Literature DB >> 15629716

Inactivation of the Cdc25 phosphatase by the stress-activated Srk1 kinase in fission yeast.

Sandra López-Avilés1, Maribel Grande, Marta González, Ase-Lill Helgesen, Vicenç Alemany, Maribel Sanchez-Piris, Oriol Bachs, Jonathan B A Millar, Rosa Aligue.   

Abstract

The mechanisms by which environmental stress regulates cell cycle progression are poorly understood. In fission yeast, we show that Srk1 kinase, which associates with the stress-activated p38/Sty1 MAP kinase, regulates the onset of mitosis by inhibiting the Cdc25 phosphatase. Srk1 is periodically active in G2, and its overexpression causes cell cycle arrest in late G2 phase, whereas cells lacking srk1 enter mitosis prematurely. We find that Srk1 interacts with and phosphorylates Cdc25 at the same sites phosphorylated by the Chk1 and Cds1 (Chk2) kinases and that this phosphorylation is necessary for Srk1 to delay mitotic entry.
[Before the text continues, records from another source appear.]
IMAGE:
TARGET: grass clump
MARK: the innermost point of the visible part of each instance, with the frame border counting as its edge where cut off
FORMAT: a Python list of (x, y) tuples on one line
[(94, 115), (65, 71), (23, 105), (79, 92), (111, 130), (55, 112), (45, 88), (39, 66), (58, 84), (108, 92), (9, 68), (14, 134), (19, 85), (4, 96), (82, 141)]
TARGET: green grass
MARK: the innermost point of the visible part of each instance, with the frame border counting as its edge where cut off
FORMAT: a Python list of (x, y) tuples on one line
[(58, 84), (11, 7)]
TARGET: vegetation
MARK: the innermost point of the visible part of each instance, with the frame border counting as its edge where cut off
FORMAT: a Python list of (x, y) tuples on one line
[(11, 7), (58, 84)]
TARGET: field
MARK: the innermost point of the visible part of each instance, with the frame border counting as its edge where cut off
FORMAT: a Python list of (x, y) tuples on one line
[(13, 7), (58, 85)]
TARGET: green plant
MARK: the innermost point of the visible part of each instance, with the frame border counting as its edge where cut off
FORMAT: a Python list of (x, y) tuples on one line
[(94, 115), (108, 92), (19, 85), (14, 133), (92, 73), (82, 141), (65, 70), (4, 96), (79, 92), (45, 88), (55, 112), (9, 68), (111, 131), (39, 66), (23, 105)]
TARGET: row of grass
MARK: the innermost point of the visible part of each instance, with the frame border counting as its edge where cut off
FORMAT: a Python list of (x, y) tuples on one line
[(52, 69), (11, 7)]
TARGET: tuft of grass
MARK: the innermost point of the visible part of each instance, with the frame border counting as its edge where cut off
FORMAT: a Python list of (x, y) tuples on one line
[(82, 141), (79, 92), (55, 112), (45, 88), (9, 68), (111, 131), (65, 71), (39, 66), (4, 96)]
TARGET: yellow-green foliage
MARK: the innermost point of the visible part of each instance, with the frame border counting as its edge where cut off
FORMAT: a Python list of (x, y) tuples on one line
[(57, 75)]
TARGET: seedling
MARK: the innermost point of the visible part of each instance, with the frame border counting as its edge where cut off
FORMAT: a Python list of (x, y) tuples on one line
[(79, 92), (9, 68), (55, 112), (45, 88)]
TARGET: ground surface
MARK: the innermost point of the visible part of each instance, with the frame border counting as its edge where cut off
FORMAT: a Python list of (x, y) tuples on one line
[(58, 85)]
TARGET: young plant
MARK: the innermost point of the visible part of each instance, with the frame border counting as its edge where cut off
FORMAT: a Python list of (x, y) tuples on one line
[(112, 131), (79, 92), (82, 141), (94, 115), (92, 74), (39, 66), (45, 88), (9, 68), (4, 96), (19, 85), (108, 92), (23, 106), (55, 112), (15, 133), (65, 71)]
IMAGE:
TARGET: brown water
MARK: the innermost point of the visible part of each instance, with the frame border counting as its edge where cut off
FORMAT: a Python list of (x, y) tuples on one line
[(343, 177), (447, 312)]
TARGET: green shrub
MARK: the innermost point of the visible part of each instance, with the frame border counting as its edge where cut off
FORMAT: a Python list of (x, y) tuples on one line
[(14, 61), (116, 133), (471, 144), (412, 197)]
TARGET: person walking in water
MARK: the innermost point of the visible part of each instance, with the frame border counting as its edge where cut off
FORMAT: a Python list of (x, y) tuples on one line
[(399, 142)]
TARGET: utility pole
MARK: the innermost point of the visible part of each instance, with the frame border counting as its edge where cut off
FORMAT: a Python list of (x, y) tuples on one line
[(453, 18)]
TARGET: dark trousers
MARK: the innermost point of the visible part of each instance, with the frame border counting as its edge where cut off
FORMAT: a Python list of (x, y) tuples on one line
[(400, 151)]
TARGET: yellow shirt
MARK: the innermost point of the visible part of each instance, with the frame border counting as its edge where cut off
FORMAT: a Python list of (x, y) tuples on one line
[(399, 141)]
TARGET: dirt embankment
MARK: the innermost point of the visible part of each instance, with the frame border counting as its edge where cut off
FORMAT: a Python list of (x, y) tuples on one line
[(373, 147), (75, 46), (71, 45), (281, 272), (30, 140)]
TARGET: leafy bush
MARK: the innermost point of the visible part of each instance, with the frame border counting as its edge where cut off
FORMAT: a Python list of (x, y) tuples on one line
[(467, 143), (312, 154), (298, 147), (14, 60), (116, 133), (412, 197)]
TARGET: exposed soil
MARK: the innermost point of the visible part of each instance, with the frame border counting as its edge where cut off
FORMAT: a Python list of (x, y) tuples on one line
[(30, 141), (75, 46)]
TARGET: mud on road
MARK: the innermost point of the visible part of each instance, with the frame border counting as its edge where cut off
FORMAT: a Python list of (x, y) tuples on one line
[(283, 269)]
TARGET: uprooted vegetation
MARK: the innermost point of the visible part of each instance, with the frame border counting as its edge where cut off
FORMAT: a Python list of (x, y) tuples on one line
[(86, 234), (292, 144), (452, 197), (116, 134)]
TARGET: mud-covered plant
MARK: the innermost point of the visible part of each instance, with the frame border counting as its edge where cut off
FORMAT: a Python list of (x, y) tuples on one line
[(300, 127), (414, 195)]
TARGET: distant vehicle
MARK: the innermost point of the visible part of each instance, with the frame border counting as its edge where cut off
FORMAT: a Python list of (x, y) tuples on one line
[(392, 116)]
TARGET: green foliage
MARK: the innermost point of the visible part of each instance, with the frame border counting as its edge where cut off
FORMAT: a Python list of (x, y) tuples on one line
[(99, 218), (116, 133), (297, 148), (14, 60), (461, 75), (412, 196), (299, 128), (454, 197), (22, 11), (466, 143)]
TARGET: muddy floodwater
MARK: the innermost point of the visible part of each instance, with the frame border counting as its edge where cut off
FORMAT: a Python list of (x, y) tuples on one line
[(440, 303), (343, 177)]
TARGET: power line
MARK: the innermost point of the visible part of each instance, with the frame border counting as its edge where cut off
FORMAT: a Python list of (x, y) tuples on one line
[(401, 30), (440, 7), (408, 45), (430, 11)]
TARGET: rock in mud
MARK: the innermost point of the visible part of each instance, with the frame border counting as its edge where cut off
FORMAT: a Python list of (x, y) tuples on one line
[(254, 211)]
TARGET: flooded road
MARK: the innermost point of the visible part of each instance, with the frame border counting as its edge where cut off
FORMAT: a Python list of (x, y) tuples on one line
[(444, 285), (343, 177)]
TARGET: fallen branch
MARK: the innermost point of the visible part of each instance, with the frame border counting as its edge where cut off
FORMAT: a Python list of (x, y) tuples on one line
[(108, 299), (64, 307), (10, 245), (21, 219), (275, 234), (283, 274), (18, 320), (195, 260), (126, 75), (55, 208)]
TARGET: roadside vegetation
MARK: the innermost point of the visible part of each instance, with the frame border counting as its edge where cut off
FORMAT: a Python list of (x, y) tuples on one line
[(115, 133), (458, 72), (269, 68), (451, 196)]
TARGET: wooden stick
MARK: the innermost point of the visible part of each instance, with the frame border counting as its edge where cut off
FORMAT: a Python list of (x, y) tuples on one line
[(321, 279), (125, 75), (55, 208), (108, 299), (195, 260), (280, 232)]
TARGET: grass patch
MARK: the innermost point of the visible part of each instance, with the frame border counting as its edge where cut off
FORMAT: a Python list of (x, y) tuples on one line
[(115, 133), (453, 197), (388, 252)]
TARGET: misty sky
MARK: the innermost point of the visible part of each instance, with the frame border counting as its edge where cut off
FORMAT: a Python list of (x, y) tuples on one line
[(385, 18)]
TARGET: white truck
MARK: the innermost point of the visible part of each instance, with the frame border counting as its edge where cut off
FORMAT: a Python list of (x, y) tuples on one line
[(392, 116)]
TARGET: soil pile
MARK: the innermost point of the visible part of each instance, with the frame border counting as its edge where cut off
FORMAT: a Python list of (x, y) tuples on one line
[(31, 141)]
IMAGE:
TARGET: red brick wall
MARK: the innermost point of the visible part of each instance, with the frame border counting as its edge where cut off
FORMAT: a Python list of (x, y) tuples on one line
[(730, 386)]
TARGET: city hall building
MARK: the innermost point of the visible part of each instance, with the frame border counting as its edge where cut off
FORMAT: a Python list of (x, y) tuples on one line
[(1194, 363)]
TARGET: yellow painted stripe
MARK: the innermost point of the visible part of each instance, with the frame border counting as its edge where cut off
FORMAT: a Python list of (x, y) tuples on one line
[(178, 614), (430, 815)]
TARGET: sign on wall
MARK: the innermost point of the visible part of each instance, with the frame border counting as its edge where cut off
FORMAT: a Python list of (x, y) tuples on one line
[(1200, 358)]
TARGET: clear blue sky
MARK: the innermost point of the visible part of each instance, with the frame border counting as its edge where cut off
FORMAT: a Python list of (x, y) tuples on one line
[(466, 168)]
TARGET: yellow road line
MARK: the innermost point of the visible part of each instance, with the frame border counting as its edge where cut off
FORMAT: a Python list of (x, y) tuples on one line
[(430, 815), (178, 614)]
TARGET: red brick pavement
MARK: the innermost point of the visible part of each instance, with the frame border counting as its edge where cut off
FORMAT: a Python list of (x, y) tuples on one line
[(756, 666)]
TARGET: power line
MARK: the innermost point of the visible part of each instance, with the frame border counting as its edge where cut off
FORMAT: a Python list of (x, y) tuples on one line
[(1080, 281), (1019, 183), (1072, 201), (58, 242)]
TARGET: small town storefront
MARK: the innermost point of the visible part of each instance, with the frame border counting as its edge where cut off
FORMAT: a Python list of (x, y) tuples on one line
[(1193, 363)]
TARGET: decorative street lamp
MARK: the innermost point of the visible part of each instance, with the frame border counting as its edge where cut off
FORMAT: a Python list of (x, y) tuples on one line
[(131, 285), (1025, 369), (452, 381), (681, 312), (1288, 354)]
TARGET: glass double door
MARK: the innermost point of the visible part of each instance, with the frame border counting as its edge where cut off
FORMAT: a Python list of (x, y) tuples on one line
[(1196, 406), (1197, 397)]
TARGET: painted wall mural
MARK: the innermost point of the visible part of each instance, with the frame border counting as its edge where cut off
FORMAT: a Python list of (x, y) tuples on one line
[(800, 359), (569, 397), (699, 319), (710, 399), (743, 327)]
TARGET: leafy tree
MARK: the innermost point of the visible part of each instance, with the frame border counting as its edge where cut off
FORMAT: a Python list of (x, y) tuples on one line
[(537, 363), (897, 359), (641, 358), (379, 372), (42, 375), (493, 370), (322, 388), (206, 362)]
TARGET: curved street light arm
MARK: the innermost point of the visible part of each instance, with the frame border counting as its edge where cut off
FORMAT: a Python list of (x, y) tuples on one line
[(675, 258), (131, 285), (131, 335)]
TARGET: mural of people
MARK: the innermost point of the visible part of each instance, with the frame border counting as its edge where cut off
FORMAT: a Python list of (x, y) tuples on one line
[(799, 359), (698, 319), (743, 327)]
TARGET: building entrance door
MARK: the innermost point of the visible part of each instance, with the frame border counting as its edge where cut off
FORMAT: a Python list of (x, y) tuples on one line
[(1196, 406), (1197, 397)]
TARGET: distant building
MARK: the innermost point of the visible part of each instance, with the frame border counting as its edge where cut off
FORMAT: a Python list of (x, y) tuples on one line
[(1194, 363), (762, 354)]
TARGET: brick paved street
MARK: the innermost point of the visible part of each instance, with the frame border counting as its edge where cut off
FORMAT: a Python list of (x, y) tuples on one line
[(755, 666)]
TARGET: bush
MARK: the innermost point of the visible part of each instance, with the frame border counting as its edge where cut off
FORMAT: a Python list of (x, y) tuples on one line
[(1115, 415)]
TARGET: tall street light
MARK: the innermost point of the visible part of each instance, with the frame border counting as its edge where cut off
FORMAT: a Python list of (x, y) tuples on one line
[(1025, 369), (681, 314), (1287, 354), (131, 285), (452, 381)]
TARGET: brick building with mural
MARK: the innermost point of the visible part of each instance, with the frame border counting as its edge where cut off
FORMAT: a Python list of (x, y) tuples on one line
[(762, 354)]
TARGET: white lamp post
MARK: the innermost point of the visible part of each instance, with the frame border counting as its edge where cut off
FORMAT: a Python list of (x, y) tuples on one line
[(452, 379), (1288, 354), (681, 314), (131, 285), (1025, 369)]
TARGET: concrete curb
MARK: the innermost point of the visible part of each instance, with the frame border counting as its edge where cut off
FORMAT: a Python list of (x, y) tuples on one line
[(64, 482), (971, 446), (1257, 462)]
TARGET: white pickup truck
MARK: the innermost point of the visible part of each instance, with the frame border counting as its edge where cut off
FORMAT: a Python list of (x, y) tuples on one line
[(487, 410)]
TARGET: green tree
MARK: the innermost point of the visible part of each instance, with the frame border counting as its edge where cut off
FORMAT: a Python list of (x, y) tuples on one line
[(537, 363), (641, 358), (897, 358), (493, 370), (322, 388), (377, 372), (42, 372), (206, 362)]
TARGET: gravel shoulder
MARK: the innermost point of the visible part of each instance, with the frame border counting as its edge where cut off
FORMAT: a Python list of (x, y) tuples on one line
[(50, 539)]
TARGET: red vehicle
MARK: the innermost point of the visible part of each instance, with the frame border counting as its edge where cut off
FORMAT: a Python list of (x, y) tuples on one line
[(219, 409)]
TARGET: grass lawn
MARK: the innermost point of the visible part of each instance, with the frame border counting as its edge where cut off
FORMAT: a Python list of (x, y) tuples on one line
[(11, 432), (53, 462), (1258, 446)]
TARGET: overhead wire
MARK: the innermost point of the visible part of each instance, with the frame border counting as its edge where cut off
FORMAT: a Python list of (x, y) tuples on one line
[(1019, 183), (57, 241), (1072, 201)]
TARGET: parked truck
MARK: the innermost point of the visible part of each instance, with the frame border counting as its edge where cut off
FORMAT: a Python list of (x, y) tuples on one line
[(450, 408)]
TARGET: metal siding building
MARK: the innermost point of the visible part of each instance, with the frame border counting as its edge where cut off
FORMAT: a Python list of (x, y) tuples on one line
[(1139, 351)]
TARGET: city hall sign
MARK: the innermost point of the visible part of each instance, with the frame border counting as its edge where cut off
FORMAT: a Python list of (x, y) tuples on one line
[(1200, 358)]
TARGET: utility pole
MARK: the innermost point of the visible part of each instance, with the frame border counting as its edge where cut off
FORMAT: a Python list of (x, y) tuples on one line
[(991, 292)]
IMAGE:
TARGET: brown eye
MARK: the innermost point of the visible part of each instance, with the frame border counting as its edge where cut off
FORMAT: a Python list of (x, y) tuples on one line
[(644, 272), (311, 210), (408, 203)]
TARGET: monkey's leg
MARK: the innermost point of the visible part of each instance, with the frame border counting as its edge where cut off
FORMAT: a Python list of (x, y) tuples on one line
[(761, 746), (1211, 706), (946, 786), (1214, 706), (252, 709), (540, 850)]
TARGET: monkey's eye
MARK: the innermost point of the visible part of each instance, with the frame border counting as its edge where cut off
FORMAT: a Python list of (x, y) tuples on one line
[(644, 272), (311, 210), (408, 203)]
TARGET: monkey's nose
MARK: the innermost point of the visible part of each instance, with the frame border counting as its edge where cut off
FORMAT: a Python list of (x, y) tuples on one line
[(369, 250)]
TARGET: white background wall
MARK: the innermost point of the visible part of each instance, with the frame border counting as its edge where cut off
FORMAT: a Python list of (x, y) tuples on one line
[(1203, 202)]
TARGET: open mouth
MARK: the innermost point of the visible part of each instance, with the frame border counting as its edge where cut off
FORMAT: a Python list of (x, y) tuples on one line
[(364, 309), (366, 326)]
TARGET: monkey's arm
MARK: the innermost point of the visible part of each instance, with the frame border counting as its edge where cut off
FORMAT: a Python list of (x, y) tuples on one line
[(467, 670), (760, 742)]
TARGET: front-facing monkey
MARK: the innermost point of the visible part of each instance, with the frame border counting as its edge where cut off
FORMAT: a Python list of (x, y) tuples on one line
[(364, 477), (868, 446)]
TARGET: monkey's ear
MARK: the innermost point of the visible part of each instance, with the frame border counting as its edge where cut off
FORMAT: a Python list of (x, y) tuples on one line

Phosphorylation by Srk1 causes Cdc25 to bind to Rad24, a 14-3-3 protein family member, and accumulation of Cdc25 in the cytoplasm. However, Srk1 does not regulate Cdc25 in response to replication arrest or DNA damage but, rather, during a normal cell cycle and in response to nongenotoxic environmental stress.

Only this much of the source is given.